Pois bem, voltando o estudo em relação ao PRINCÍPIO DA PRESUNÇÃO DE INOCÊNCIA, a Lei da Ficha Limpa supostamente o ofenderia porque previu hipóteses de inelegibilidade em que foram dispensadas o trânsito em julgado das decisões judiciais, bastando que houvesse decisão colegiada de órgão judicial. Citam-se os seguintes exemplos:

 [...] d) os que tenham contra sua pessoa representação julgada procedente pela Justiça Eleitoral, em decisão transitada em julgado ou proferida por órgão colegiado, em processo de apuração de abuso do poder econômico ou político, para a eleição na qual concorrem ou tenham sido diplomados, bem como para as que se realizarem nos 8 (oito) anos seguintes;

e) os que forem condenados, em decisão transitada em julgado ou proferida por órgão judicial colegiado, desde a condenação até o transcurso do prazo de 8 (oito) anos após o cumprimento da pena, pelos crimes: [...]

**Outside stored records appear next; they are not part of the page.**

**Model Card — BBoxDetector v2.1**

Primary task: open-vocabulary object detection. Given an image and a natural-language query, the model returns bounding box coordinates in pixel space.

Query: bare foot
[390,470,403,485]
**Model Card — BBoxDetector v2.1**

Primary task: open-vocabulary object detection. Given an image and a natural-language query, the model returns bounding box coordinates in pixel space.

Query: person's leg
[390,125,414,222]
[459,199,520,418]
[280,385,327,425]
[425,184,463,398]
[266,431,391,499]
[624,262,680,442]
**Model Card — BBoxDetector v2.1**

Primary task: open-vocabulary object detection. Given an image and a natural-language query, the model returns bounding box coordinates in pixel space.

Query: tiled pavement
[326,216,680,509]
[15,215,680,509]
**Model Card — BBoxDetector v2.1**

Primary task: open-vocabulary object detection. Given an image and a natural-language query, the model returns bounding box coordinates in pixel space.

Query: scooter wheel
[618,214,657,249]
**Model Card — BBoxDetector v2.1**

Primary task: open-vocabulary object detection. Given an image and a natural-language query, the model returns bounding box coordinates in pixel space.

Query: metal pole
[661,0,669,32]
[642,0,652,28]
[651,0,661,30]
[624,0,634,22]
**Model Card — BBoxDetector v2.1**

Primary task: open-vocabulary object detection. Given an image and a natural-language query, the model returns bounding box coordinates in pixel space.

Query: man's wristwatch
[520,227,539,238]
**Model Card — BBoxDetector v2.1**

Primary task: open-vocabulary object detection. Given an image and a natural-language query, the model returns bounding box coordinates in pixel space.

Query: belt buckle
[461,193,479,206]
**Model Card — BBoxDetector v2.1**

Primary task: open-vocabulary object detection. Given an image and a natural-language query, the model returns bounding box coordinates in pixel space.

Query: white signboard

Há evidente colisão entre o Princípio da Presunção de Inocência (art. 5º, LVII da Constituição) e o Princípio da Moralidade para o exercício do mandato (art. 14, § 9º, da Constituição).

Inicialmente, deve-se esclarecer que está claro que o Princípio da Moralidade para o exercício do mandato tem acepção mais ampla que o Princípio da Presunção de Inocência, já que este, enquanto protege em primeiro momento o cidadão - individualmente, aquele outro princípio protege a coletividade – o conjunto de indivíduos, bem como a própria representação popular, a coisa pública. Esse aspecto tem grande relevância para o presente trabalho, pois é nessa qualidade mais ampla do Princípio da Moralidade que está seu sobrepeso para ser ponderado com os demais princípios.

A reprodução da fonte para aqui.